Allgemeine und psychosoziale Ansätze

 Eine klare Diagnose und Aufklärung der Familie über die Erkrankung ist unerlässlich. In einer klinischen Beobachtungsstudie hatten 60 % der Patienten Eltern mit der gleichen Pathologie, die sich ebenfalls erleichtert fühlten, diese zu verstehen.

Die Diagnose einer abdominalen Migräne bei einem Patienten als medizinisch ungeklärte Pathologie oder als Schmerz mit psychogener Ursache zu kennzeichnen, verstärkt nur die Angst und Depression von Kindern und ihren Betreuern. In Fallserien aus Krankenhäusern in Indien und England werden 4 bis 5 % der Patienten mit abdominaler Migräne aufgrund von Diagnosefehlern unnötigen Operationen (Appendektomien) unterzogen.

Das biopsychosoziale Modell der Schmerz- und Symptombehandlung legt Wert auf eine ganzheitliche Sicht auf das Leben des Patienten; Verhaltenstherapien verbesserten das Verhalten funktioneller Bauchschmerzen in kontrollierten Serien, es liegen jedoch keine Daten für abdominale Migräne vor. Ausschlussdiäten oder diätetische Behandlungen sind nicht zugelassen.

Es ist hilfreich, Auslöser (emotionaler Stress, Essstörungen und Schlafmangel) zu vermeiden ; Bei mehr als 80 % der Patienten verschwinden akute Symptome durch Ruhe in einem dunklen Raum und einfache Analgesie.

Pharmakologische Ansätze

Die Evidenz für eine pharmakologische Behandlung der abdominalen Migräne ist begrenzt. In Studien zu Migräne mit Kopfschmerzen in der pädiatrischen Bevölkerung erreichen die Schmerzlinderungsraten unter Placebo 66 %, weshalb hochwertige randomisierte kontrollierte Studien erforderlich sind, um die Wirksamkeit aktiver Behandlungen zu bestätigen. Pizotifen ist das einzige Medikament, das die Standards für abdominale Migräne erfüllt.

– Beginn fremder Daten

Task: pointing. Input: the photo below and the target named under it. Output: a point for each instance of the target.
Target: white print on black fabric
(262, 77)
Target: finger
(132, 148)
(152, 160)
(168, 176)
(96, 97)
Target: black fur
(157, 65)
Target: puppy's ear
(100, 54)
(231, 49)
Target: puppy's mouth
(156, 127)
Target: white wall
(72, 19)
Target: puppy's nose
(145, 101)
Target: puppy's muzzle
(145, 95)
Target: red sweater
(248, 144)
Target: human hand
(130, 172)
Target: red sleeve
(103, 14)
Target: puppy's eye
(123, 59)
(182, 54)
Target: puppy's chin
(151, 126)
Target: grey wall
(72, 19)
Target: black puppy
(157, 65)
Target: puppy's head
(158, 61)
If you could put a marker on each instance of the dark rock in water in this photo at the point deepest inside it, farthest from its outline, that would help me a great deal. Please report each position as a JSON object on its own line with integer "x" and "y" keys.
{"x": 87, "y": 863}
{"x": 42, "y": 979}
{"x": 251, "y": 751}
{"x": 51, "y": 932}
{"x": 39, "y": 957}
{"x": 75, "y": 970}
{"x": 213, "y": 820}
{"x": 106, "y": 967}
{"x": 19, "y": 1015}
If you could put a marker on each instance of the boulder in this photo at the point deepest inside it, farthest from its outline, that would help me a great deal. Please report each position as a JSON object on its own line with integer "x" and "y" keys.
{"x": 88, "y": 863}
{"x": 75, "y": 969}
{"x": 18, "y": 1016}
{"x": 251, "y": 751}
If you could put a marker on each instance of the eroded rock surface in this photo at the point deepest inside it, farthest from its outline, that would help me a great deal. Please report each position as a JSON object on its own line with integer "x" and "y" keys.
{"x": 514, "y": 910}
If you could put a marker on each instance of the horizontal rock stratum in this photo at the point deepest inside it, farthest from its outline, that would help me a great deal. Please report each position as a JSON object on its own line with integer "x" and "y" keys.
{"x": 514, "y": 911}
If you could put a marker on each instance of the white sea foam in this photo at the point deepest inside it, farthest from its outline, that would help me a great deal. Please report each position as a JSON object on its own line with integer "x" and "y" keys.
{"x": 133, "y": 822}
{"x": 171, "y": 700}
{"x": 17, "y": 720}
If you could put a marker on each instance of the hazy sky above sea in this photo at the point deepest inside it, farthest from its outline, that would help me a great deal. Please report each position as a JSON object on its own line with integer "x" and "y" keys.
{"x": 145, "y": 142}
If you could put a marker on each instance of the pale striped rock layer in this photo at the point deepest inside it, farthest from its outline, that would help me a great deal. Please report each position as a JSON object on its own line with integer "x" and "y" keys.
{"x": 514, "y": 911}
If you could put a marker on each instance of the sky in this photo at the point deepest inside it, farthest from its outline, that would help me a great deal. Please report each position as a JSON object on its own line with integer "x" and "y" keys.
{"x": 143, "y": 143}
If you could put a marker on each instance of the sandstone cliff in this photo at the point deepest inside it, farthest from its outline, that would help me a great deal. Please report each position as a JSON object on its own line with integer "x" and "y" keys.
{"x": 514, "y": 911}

Akutbehandlungen und vorbeugende Behandlungen (falls erforderlich) können in der Primärversorgung durchgeführt werden und sind bei den meisten Patienten wirksam. Die Verwendung anderer Medikamente erfordert eine fachärztliche Indikation, da über deren Einsatz zur Behandlung der abdominalen Migräne nur begrenzte oder keine Informationen vorliegen.  

Es ist nicht bekannt, ob die Evidenz für die Behandlung akuter und präventiver Schmerzen bei zerebraler Migräne auf die Behandlung von abdominaler Migräne übertragen werden kann. Bei Erwachsenen liegen für die Behandlung der abdominalen Migräne lediglich Fallberichte vor.